Hurricane Season is here! There’s a tropical movement over the Atlantic they’re watching, but they expect Tempest to be able to stop the storm from developing further.
A hero named Time-Out is being accused of sexual assault and harassment, one in a recent string of high profile allegations.
A group of vigilantes accidentally killed a bus full of innocent people in Seattle.
The OPI department of Phoenix is under fire for their handling of a Heavyweight villain named Moss. That battle apparently ended with over 50 dead.
Megajoule was right in his video, even if he was clearly not in his right mind. The world’s broken, and pretending the heroes and villains give us some kind of structure to lean on isn’t working.
The lock turns. Doc walks into the apartment, more grocery bags in hand. “Oi.” He starts to shuffle his shoes off.
Epione nods at me from behind her book. Moment of truth. I stand up.
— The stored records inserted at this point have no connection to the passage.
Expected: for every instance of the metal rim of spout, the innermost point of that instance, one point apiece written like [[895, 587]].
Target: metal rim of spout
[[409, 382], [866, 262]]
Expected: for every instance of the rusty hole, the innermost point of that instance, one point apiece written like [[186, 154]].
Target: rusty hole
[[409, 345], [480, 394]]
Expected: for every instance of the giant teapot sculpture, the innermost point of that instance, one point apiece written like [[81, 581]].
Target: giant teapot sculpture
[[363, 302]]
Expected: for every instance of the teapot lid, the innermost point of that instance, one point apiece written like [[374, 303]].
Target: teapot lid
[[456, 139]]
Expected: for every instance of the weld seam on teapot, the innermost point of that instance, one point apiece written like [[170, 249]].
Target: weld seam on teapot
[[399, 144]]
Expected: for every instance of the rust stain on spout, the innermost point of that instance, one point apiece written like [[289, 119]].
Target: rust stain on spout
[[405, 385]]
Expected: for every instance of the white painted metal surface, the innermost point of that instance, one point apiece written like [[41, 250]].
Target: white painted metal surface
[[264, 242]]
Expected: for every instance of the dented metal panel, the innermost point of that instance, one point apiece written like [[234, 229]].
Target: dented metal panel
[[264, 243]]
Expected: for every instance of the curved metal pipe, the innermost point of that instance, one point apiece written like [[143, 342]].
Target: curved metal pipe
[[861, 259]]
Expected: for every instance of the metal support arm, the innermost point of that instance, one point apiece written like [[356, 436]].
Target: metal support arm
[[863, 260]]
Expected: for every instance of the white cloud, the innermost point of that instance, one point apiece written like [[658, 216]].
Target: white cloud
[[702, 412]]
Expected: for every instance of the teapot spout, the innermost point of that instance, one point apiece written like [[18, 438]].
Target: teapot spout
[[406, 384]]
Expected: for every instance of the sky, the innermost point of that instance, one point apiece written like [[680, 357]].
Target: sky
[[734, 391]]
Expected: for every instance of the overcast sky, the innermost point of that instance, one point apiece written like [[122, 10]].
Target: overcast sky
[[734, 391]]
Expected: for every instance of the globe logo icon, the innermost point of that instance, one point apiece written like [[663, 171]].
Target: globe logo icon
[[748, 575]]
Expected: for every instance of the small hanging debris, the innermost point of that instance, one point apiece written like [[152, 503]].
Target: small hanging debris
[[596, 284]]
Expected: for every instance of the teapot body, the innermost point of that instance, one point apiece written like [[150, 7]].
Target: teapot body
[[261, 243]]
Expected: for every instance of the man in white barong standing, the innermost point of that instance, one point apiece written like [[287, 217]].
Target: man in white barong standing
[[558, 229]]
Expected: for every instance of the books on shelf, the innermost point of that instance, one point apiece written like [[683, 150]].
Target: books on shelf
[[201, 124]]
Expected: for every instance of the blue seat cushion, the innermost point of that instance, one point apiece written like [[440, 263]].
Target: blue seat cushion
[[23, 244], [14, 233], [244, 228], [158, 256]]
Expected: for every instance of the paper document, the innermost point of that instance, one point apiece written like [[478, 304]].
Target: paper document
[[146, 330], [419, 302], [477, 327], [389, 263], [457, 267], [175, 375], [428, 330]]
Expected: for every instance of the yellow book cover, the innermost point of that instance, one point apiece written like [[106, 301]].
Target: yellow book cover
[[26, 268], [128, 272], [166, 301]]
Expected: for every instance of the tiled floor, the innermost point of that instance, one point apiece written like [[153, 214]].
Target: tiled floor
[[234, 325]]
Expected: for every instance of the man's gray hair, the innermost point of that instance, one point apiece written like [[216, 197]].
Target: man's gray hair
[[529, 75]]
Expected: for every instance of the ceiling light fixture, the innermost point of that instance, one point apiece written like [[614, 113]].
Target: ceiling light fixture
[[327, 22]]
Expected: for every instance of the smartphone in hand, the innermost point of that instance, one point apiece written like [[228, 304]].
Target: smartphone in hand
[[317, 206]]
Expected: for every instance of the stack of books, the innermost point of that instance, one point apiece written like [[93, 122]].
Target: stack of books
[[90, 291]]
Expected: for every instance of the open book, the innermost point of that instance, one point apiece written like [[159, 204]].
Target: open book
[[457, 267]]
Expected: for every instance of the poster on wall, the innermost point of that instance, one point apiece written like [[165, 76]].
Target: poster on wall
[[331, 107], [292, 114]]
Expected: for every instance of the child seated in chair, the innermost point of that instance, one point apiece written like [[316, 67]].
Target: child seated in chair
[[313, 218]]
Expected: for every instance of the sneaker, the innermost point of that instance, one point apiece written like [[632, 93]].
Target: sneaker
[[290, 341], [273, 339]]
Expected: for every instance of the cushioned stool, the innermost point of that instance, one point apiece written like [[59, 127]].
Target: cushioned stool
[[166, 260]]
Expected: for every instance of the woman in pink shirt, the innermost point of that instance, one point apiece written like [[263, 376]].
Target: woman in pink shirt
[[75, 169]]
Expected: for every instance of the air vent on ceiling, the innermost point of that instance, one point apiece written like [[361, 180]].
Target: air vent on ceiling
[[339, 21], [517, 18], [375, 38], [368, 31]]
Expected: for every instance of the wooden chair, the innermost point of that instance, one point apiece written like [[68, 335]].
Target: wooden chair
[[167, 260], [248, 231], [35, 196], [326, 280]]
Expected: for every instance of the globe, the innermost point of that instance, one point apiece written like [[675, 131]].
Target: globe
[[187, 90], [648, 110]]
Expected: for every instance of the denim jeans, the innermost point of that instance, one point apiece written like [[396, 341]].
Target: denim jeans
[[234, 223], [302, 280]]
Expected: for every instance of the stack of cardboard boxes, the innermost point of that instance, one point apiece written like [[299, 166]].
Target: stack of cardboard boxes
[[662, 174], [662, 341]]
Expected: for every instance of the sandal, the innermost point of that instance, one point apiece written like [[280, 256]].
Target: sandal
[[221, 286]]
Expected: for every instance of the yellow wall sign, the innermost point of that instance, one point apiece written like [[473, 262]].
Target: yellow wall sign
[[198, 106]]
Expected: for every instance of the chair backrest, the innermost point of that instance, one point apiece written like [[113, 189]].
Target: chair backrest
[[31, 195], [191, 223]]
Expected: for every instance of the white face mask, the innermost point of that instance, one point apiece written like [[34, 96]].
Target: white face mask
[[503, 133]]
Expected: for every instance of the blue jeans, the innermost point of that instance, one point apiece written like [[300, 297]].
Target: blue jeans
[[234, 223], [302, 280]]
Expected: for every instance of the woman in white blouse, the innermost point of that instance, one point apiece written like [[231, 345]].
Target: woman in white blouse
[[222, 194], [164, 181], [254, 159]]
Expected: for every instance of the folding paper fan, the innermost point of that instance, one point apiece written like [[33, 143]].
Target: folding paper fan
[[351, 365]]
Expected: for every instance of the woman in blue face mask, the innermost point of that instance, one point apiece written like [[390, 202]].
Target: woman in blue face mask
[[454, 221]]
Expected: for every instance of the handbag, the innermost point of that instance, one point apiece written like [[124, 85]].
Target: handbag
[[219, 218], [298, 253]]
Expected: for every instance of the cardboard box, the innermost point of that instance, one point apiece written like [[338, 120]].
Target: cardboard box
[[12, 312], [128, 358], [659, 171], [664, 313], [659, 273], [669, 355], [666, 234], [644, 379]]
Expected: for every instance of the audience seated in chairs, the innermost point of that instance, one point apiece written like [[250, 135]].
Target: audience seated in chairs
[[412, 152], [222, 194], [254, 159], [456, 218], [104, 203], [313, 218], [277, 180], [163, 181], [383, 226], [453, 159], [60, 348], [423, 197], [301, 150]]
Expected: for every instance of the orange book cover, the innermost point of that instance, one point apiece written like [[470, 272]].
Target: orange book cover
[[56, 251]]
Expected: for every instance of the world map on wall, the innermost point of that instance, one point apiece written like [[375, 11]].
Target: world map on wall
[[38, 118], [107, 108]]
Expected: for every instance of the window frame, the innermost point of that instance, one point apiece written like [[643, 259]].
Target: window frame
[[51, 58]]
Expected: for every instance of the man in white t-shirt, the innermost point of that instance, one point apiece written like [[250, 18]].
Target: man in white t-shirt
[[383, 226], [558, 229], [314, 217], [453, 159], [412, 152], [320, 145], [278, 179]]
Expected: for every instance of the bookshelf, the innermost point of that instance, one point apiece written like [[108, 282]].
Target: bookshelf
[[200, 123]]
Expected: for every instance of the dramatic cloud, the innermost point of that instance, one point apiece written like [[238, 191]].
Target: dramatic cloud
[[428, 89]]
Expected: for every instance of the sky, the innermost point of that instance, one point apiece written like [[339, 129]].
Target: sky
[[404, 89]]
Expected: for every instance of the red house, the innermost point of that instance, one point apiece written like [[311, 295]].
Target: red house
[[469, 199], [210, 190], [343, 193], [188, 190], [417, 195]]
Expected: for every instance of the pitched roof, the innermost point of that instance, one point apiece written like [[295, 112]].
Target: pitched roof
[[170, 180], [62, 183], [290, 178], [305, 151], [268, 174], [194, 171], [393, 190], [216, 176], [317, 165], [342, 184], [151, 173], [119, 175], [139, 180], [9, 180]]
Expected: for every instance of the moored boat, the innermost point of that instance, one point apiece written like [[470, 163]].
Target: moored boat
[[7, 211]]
My heart pounds against my rib cage.
I summon all my courage, even though my body is shaking again. “I saw Megajoule’s last video. You were in it.”
Doc stops mid shuffle. His face is blank. He grunts.
“You were behind the camera.”
“You weren’t supposed to see that video. It shouldn’t have been on the drive.” Doc shakes his head.
“Megajoule said he knew the real reason I was made, and Nero asked you if you spilled the beans. Why was I made?” I ask.
“Kid, you don’t want that answer. You don’t want Epione to hear this.”
“Who were you?” I shout.
Doc turns to me, his face a ghoulish mix of terror and fury. He throws his grocery bag to the floor. “Kid!” He steps toward me.
I stand at my full height, and I don’t give him any ground. “Who?!”
Doc stops just short of our living room. Tears well in his eyes. I’ve never seen him cry. He groans in agony, and says, “They asked me to kill him.”